I tear up, "right?" I sigh.

"Well, I know you like me 'very very much.'" I chuckle, " I just wanted to tell you," I lean in to whisper.

I whisper into his ear something and I smile at his reaction.
Nothing.
He just stays there, just the same.

"I better get going." I look at my phone with my free hand, still holding his hand with my right, six o'clock.
Suddenly his heart monitor spikes. His eyes fluttered open. I saw his chest rapidly go up and down, moving cohesive with his breathing. I watched him as his eyes darted from place to place, then finally meeting mine.
Our eyes locked.
I opened my mouth to speak, i wanted to speak but I couldn't find the words.

Anger?

Relief?

Happiness?

A weak smile replaced my words. An oh-so familiar smirk appeared on his face,

"Michelle."




"Doctor! You might want to see this!" I yell. The doctor comes running in and he smiles, "well I'd be damned. His test results were scored for you, four out of five. That's good, miss. It's basically gone." His fingers start typing away and nurses come in. Thank god. Happiness filled my soul, my heart.

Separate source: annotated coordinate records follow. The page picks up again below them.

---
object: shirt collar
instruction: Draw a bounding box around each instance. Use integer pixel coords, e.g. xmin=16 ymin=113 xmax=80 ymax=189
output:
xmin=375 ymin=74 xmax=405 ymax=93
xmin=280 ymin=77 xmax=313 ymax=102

He gets released in the next few days and I haven't seen him since the day he woke up. I text him,

' why didn't you tell me?'

'I couldn't'

'That isn't an excuse'

'why are you so mad?'

'I'M not mad, stop being so judgy'

' Michelle, why do I like you?'

'Damn, harsh'

'Michelle is everything I do horrible?'

'what?'
'You hate me don't you? Well you've made that damn clear Michelle'

I don't respond. I look outside and it's raining. Great.
I go outside and I realize: what am I doing? I like Ryan. I'm so stupid.